A HPLC method was developed and applied to analyze two different standard compounds in 4 kinds of MH simultaneously. The samples from the same kinds showed similar chemical constituents and relative proportions of each compound but discrepancies in contents of each compound were observed. It is presumably due to the difference of agricultural environments. Aristolochiae Radix could be easily differentiated from the genuine kinds of MH by the facts neither of standard compounds were detected and it had low similarity in fingerprint. Auckladiae Radix and Vladimiriae Radix showed high standard compound contents and similar fingerprint and the content of costunolide in Vladimiriae Radix was higher than that in Aucklandiae Radix. Besides Inulae Radix showed low quantities of dehydrocostuslactone and low fingerprint similarity among those three herbs.
In contrast, previous study showed that the content of costunolide in Aucklandiae Radix was higher than that in Vladimiriae Radix13). Moreover, both costunolide and dehydrocostuslactone were undetected in Inulae Radix22). More samples should be analyzed to precise whether Inulae Radix could be substituted for MH. Even though further researches need to be done, difference in contents of major biologically active compounds in 4 kinds of MH could be reasonable for the variation of therapeutic efficacy.
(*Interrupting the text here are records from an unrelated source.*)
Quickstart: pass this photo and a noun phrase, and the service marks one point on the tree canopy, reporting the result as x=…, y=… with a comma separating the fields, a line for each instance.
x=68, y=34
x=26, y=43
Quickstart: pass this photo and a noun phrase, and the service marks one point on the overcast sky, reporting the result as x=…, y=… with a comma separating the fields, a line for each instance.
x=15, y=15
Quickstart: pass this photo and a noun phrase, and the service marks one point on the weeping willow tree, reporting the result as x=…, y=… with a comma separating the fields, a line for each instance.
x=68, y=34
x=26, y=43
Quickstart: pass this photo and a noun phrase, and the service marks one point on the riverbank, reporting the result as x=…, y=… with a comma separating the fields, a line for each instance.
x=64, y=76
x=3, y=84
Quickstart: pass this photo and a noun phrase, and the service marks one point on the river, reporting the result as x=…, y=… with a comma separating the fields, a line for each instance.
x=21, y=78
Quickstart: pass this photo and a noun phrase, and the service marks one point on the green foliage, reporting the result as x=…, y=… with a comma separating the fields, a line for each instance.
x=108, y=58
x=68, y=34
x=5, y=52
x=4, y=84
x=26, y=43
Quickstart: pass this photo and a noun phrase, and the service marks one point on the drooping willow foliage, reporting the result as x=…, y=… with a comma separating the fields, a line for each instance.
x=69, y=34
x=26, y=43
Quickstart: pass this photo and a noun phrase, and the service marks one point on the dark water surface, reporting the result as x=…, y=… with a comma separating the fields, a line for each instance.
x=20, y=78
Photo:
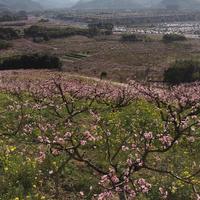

Comparing 4 kinds of MH on antioxidant activity also showed difference. Vladimiriae Radix was the most effective antioxidant. The antioxidant activity ranking of samples detected by DPPH, ABTS and FRAP assay was strongly positively correlated as shown in Fig. 5. The difference between antioxidant capacities of Vladimiriae Radix and other kinds was greater in FRAP assay.
Conclusion
The classical identification of traditional medicines with various original plants has been mainly conducted by comparing morphological features in elucidated form. The newly established identification keys in this study based on macroscopic and microscopic identification, and histochemical and phytochemical methods would provide more practical and accurate authentication of traditional medicine. In addition, this study provides comprehensive view on dicriminating Aucklandiae Radix, Inulae Radix, Vladimiriae Radix and Aristolochiae Radix for the first time. Our data could be helpful to ensure eligible therapeutic use and the safety control in local market by distinguishing 4 kinds of Mokhyang.